Google Analytics, possiamo usarlo ancora: ecco come, nel rispetto della privacy
I fatti
Con nota n. 706 del 20 Marzo 2023, riscontrando le richieste di supporto inviate da diversi Uffici scolastici, Il Ministero dell’Istruzione e del Merito ha ritenuto utile fornire delle linee di azione generali in merito alla valutazione di conformità al GDPR del trattamento e del trasferimento extra UE (in particolare verso gli USA) di dati personali degli utenti (quindi anche minori di età) delle Istituzioni scolastiche determinato potenzialmente dall’utilizzo di alcuni servizi di posta elettronica e di altre piattaforme ICT.
Da mesi, infatti, i dirigenti scolastici si trovano ad affrontare le segnalazioni e le richieste di accesso civico di Monitora PA, un collettivo di hacker che, provando a imporre un’interpretazione estremamente rigida della sentenza Schrems II[1], ha ripetutamente bersagliato le scuole italiane e tante altre PA con richieste automatizzate inoltrate a mezzo PEC, aventi a oggetto la richiesta perentoria di dismissione dei servizi IT, facenti capo ad alcuni big player soggetti alla normativa statunitense.

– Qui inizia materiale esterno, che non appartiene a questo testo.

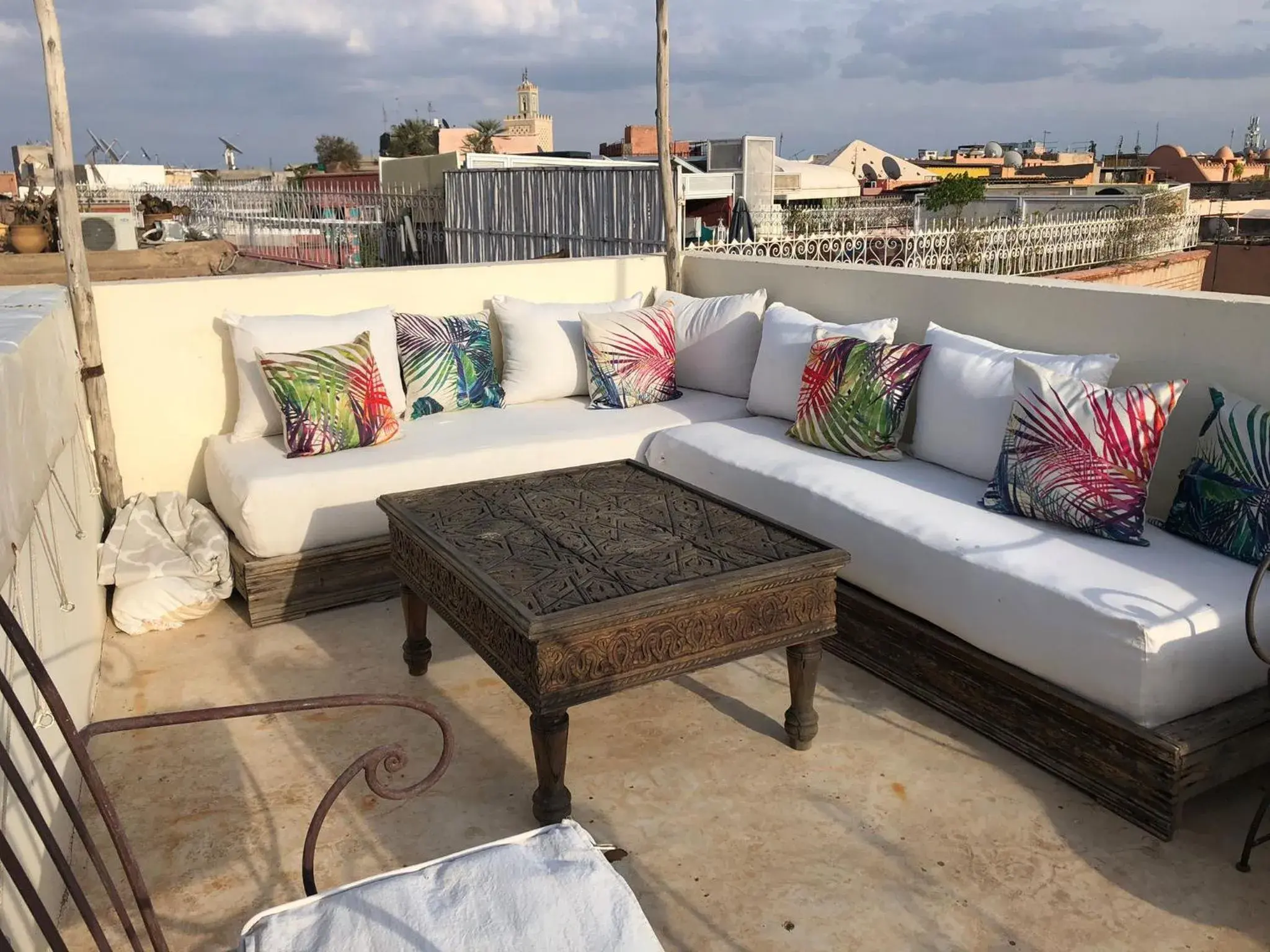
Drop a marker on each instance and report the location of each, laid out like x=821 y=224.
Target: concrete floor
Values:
x=898 y=831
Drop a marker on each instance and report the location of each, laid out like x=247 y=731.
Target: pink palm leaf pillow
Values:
x=1081 y=455
x=630 y=357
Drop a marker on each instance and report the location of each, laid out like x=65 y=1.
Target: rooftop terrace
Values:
x=901 y=829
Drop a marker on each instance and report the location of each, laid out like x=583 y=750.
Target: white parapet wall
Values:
x=51 y=580
x=169 y=367
x=1202 y=337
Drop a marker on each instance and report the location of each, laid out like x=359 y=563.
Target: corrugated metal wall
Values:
x=508 y=215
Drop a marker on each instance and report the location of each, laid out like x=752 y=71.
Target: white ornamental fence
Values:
x=1023 y=248
x=342 y=224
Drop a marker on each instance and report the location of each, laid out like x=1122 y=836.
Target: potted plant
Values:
x=32 y=226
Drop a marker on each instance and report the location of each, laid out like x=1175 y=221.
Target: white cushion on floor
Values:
x=1151 y=632
x=550 y=890
x=278 y=507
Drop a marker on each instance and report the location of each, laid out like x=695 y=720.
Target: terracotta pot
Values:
x=29 y=239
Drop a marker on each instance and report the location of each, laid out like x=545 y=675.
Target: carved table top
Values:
x=577 y=583
x=568 y=539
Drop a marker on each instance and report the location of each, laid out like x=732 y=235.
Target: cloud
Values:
x=12 y=33
x=995 y=45
x=1193 y=63
x=278 y=73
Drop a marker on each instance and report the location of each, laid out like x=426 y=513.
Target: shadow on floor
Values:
x=1192 y=876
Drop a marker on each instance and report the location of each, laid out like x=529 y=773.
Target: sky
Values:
x=272 y=75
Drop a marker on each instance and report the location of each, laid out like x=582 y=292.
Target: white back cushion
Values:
x=783 y=352
x=544 y=357
x=966 y=394
x=717 y=339
x=258 y=412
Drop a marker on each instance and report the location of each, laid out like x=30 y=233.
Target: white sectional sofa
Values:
x=1123 y=669
x=1155 y=633
x=280 y=507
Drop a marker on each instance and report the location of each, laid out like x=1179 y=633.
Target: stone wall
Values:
x=1180 y=271
x=1238 y=270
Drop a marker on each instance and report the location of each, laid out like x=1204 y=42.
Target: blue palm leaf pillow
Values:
x=1081 y=455
x=447 y=363
x=630 y=357
x=1223 y=500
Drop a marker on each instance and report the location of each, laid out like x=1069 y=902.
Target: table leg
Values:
x=415 y=650
x=550 y=733
x=802 y=721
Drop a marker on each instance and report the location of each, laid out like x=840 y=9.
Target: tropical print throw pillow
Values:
x=1223 y=500
x=854 y=395
x=447 y=363
x=630 y=357
x=331 y=398
x=1081 y=455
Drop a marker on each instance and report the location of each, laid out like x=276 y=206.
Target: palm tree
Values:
x=482 y=138
x=412 y=138
x=335 y=150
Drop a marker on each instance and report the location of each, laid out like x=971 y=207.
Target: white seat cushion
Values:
x=278 y=507
x=550 y=890
x=1151 y=632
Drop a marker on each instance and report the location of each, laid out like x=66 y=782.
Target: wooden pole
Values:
x=78 y=281
x=670 y=195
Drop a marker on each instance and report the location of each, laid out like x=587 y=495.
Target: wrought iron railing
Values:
x=316 y=224
x=1011 y=248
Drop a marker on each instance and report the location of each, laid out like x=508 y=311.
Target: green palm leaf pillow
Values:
x=331 y=398
x=630 y=357
x=1081 y=455
x=1223 y=500
x=854 y=395
x=447 y=363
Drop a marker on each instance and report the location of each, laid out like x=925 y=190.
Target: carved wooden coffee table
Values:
x=580 y=583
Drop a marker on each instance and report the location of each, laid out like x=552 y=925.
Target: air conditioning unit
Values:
x=110 y=231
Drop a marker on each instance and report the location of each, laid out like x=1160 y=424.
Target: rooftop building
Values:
x=1174 y=164
x=528 y=122
x=642 y=141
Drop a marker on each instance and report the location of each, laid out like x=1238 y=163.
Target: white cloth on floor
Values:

Le indicazioni del Ministero
La circolare denominata “Approfondimenti tecnici di supporto agli istituti scolastici”, a firma del Direttore Generale per i sistemi informativi e la statistica, ricorda che gli istituti scolastici – nella loro qualità di titolari del trattamento – sono tenuti “a condurre un’analisi del rischio o una valutazione d’impatto e una verifica di adeguatezza circa le modalità, le garanzie ed i limiti del trattamento dei dati personali nel rispetto della normativa vigente”. Il Ministero, pertanto, evidenzia che deve essere, appunto, il titolare del trattamento a valutare con attenzione l’adeguatezza delle garanzie presentate dal responsabile del trattamento e – in ossequio al principio cardine dell’accountability – dovrebbe essere anche in grado di dimostrare di aver preso in seria considerazione tutti gli elementi previsti al capo V del GDPR, al fine di assicurare che il livello di protezione delle persone fisiche garantito dal Regolamento non sia pregiudicato in caso di trasferimento transfrontaliero dei dati.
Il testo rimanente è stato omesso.